Disponível em todas as plataformas digitais, o álbum Um fantasma na multidão é o segundo disco do cantor, compositor e poeta porto-alegrense Pedro Jules. Ao contrário do primeiro, Antes que as cores façam sentido (2020) - feito individualmente e de forma mais artesanal - o artista expandiu sua pesquisa sonora e gravou o novo trabalho ao lado de uma banda, formada por Davi Camilo (baixo), Jonas Reis (bateria) e Marcel Muller (guitarra). O resultado pode ser conferido nas nove faixas do disco, que transitam entre o rock brasileiro setentista, a psicodelia, o glam rock, folk, garage e hard rock, além de nuances de rock gaúcho.
"Tenho dificuldade de definir o álbum, mas, fazendo um certo esforço, acho que tem muito desta mistura, apesar do meu estilo de letra ser mais próximo da MPB do que do rock", pondera Jules, que reside em Canela há quatro anos.
Na cidade serrana, ele montou um estúdio de gravação (Estoril Estúdio) para consolidar sua carreira musical, após passagem pelo teatro e pelo cinema na Capital - e depois de ter publicado dois livros de poesia: Translúcido (2014) e Fábula do Afeto (2021).
Inicialmente, durante a pandemia de Covid-19, ainda sem banda, enfrentou as limitações técnicas para dar luz ao primeiro disco, repleto de psicodelia e com canções sussurradas. "Eu tenho uma poética bem particular, não sigo muitos padrões e considero meu vocal esquisito, no bom sentido da palavra", comenta. "Nesse segundo álbum, pude mudar o registro e criar uma experiência mais pontente, com energia de rock feito no mundo real, não computadorizado, algo mais próximo de como as bandas soavam nos anos 1970."
O ambiente do estúdio serviu de cenário para as experimentações da banda e se transformou em "uma nave espacial", onde foi possível fazer um cosmic rock, resgatando as raízes sonoras "etéreas" de interesse do artista. Com instrumentral cru e letras surrealistas, que transitam entre a iconografia religiosa, o erotismo e a cultura underground, o grupo optou por um trabalho que mantém o clima de som ao vivo, que se distancia da saturação de efeitos e, como exploca Jules, fala sobre um universo fantasioso, que surge do ambiente de floresta, com fadas, seres do mato e fantasmas.
"As letras falam, sobretudo, da inadequação - no sentido poético - e são inspiradas em uma personagem meio junkie que veio de uma outra dimensão, 'caiu no estúdio' e está tentando se encontrar (que é a guria glam rock star da imagem da capa do álbum), deslocado da contemporaneidade e que não consegue se encaixar nessa confusão, devido ao seu alto grau de fantasia e sensibilidade", resume o artista.
Admitindo que, de certa forma, essa personagem que permeia o disco é uma espécie de alter ego feminino seu, Jules afirma que "este é um álbum andrógino", cheio de gritos e sussurros, de agressividade masculina e delicadeza feminina. "Tem purpurina, brilho, sexualidade dúbia, alegria, mas também uma decadência rocker, bem glam dos anos 1970." O paradoxo da alegria e da depressão, de luz e sombra se alternando o tempo todo vai de encontro ao título do álbum, retirado da letra de uma das faixas do disco, Cidadela. "Considero que nós somos este fantasma na multidão, por isso, acho que fechou perfeitamente com tudo que trata o disco", avalia o cantor, lembrando que a própria banda - todos residentes em Canela - sai "do meio do mato" para lançar seu trabalho para o mundo, pelas plataformas digitais.

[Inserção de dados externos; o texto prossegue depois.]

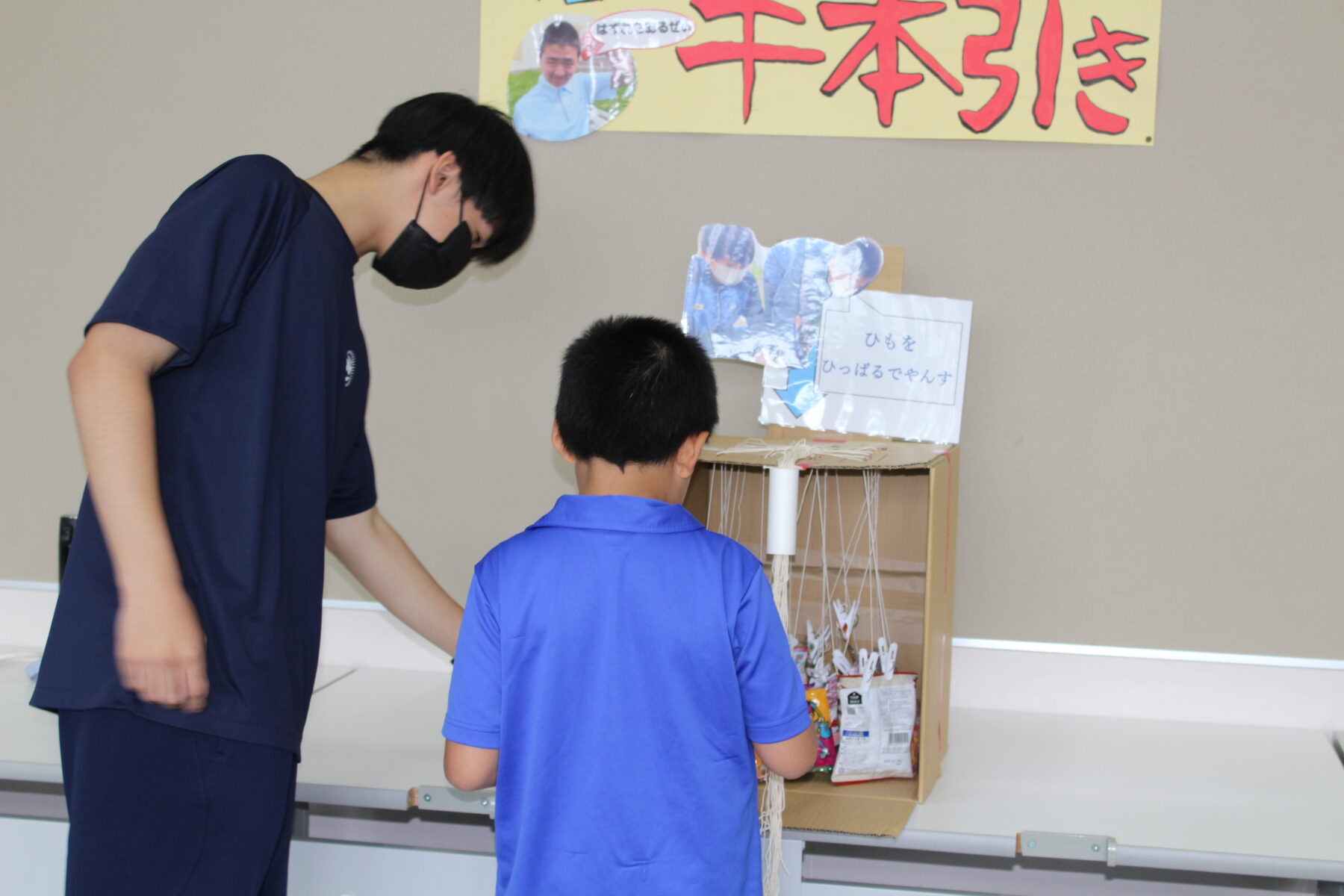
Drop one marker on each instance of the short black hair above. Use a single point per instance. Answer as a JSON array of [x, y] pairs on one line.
[[633, 390], [495, 169], [562, 34], [729, 242]]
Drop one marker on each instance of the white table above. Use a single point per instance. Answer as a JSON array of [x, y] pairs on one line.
[[1174, 795]]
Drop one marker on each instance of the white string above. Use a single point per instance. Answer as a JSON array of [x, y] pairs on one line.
[[793, 453]]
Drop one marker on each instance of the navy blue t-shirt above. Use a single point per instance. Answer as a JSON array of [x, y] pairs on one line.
[[621, 659], [260, 421]]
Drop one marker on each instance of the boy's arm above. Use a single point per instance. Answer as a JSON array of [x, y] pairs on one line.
[[773, 704], [376, 554], [158, 641], [470, 768], [791, 758], [475, 700]]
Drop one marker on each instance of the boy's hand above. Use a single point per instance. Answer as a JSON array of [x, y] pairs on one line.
[[161, 650]]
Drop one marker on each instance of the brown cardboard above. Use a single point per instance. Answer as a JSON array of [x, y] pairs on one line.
[[917, 531]]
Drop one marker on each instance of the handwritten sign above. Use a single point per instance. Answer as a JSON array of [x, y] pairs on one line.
[[638, 30], [887, 364], [1034, 70]]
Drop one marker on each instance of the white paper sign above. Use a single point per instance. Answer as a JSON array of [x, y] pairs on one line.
[[887, 364]]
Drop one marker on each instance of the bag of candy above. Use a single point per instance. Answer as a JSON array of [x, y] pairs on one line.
[[877, 727]]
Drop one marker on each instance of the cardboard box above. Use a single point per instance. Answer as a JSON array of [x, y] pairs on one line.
[[915, 561]]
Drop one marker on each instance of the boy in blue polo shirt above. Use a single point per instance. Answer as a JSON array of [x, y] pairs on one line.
[[617, 660]]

"Não estamos no circuito musical, estamos no interior do Rio Grande do Sul, apesar de termos feito já muitos shows, inclusive em dois festivais, ambos em São Francisco de Paula - Paralelo Festival e Morrodália", explica Jules. "Nesses dois anos de banda, percebo que os músicos - sem os quais esse trabalho não seria possível - se identificaram e conseguiram captar minha poesia", emenda. Durante a gravação do álbum - "todo conceitual", com as músicas conversando entre si e com sequência poética das faixas - o grupo também lançou dois videoclipes (Cidadela e Bailarina).
Desta forma, Jules também conseguiu colocar sua estética teatral no trabalho, que ainda não contou com um show de lançamento. "Faremos em algum momento, mas ainda não sabemos quando", sinaliza o artista. Segundo ele, a meta da banda é usar o Estoril Estúdio como espaço de criação constante, realizando novos videoclipes, fotografias, experiências musicais e audiovisuais, sempre "saindo um pouco do padrão" ao qual o público está acostumado, quando se fala em uma banda brasileira de rock.